La peine capitale figure néanmoins encore dans le Code militaire (et dans le droit de la police des chemins de fer).

Kenya

S’il est vrai qu’aucune exécution n’a eu lieu au Kenya depuis 1987, ce pays conserve la peine de mort et un mode d’application obligatoire pour certains types de crimes. La sanction est, en outre, largement soutenue par l’opinion. En 2018, le procureur général a nommé un groupe de travail afin d’évaluer la nature obligatoire de la peine de mort. Ce groupe a recommandé l’abolition.
Encore à l’état de recommandations, les conclusions émises par ce groupe doivent être transposées dans la loi au niveau du Parlement. Mme Njau-Kimani, qui présidait ce groupe, a admis que le franchissment de cette nouvelle étape reposera sur la bonne volonté du système judiciaire et de l’élite politique. Bien qu’optimiste, elle a observé que « la peine de mort est considérée comme la sanction la plus efficace face aux crimes violents, contexte auquel s’ajoute une certaine méfiance à l’égard des institutions judiciaires ». Le Kenya en est encore à une étape précoce du processus d’abolition.

Soudan

En janvier 2019, la perspective d’une abolition au Soudan semblait peu probable. En effet, le Soudan présente l’un des taux de peine capitale parmi les plus élevés d’Afrique et plus de 49 détenus attendaient dans le couloir de la mort à cette date. La charia prévoie la peine de mort dans un certain nombre de crimes définis comme hudûd d’après le Coran : apostasie, adultère, sodomie et meurtre. Les méthodes d’exécution comprennent la crucifixion, la pendaison et la lapidation. Les personnes accusées ne bénéficient pas de procès équitables, nombre d’entre eux n’étant pas défendus et certains torturés.
La peine capitale revêt également une dimension politique. Ainsi, des militants politiques et des défenseurs des droits de l’homme ont été exécutés. Plusieurs Soudanais du Sud ont été condamnés à mort pour leur appartenance à un groupe de rebelles, avant d’être libérés lorsque le gouvernement a signé un accord d’amnistie avec ce groupe.
La première étape consiste donc à réduire impérativement le nombre de crimes passibles de la peine de mort et d’aligner la loi soudanaise sur la Charte africaine. Le Soudan a accepté l’autorité des mécanismes africains, tout en rejetant ces normes internationales. S’il est important de soumettre certains cas aux organes de défense des droits de l’homme des Nations unies, cette démarche a jusqu’alors été effectuée de l’étranger, car les défenseurs des droits de l’homme ne sont souvent pas autorisés à quitter le Soudan.
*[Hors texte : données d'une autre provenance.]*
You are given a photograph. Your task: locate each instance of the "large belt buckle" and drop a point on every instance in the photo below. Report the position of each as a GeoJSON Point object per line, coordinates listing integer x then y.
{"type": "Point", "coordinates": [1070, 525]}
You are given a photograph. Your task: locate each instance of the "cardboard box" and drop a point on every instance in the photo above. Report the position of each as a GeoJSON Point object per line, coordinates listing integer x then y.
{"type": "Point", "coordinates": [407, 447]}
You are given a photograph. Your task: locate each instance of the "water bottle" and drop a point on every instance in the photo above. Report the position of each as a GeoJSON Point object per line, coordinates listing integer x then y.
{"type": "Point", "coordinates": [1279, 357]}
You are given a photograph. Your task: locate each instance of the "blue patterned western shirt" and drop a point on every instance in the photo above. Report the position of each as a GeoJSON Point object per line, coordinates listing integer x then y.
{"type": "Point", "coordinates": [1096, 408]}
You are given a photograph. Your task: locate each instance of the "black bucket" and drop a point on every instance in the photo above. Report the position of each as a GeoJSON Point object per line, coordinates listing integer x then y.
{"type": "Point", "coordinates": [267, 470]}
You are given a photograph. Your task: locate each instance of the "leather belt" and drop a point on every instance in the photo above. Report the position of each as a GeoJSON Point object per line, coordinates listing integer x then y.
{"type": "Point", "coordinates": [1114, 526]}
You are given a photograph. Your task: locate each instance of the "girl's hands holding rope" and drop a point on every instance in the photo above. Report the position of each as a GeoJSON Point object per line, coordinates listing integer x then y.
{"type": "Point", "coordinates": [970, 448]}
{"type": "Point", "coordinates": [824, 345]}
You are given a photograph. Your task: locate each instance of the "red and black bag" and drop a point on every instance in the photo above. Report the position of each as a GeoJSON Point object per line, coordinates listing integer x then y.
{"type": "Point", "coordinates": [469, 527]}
République démocratique du Congo

Alors que les codes pénal et militaire de la RDC autorisent tous deux la peine de mort pour certains crimes, la dernière exécution date de 2003. Dans la pratique, il existe donc un moratoire. Des voix se sont efforcées de soulever la question au Parlement, où un député a soumis un projet de loi abolitionniste en 2010. Néanmoins, aucune loi n’a été votée, en partie à cause de la culture institutionnelle dysfonctionnelle qui a cours en RDC. De son côté, l’armée s’est opposée à l’abolition.
La RDC a ratifié le Statut de Rome en 2002. Malgré tout, la loi de 2015 portant sur la mise en œuvre de ce Statut autorise la peine de mort pour les crimes qui peuvent être des crimes capitaux en vertu de la Charte de Rome.